Security Policy

As part of the mission to store, manage and protect our customer’s vital business information, Datastore is responsible for the safekeeping of data and information in a variety of formats for a large number of highly regarded Companies. This responsibility is taken very seriously, and Datastore has gone to great lengths to earn and live up to the trust of its customers. Datastore recognizes that secure products and services are instrumental in maintaining trust and strives to create innovative and secure products that serve customers’ needs and operate in their best interest. Customers benefit from the extensive operational experience utilized to deliver secure and reliable services and products. Datastore’s products and services combine advanced technology solutions with industry–leading security practices to ensure customer and user data is secure. Significant financial investments are made to ensure the most secure, reliable environment is maintained for customer records, data, and applications.

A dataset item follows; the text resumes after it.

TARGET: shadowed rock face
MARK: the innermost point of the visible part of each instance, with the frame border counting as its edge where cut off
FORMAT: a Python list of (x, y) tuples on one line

In particular, Datastore focuses on several aspects of security that are deemed critical by our business customers including:

• Organizational and Operational Security

Policies and procedures to ensure security at every phase of design, deployment and ongoing

• Data Security

Ensuring customer data is stored in secure facilities, on secure servers, and within secure applications.

• Threat Evasion

Protecting users and their information from malicious attacks and would-be hackers.

• Safe Access

Ensuring that only authorized users can access data, and the access channel is secure.

• Data Privacy

Ensuring that confidential information is kept private and confidential.

This document describes Datastore’s security strategy, which utilizes numerous physical, logical, and operational security measures to ensure the utmost in security and privacy.

Organizational & Operational Security

The foundation of Datastore’s security strategy starts with its people and processes. Security is a combination of people, processes, and technology, that when put together properly lead to safe and secure information management and processing. Security is not something that can simply be validated after the fact. Rather, it is designed into products and services, processes, infrastructure, and systems from the onset. Datastore employs a full measure of security efforts to develop, document, and implement comprehensive security policies.

Development Methodology

Datastore’s security posture is top of mind from the moment a product or service is formulated for design. Datastore teams receive extensive training in security fundamentals. Datastore’s development methodology lays out a multi-step plan with ongoing checkpoints and full audits.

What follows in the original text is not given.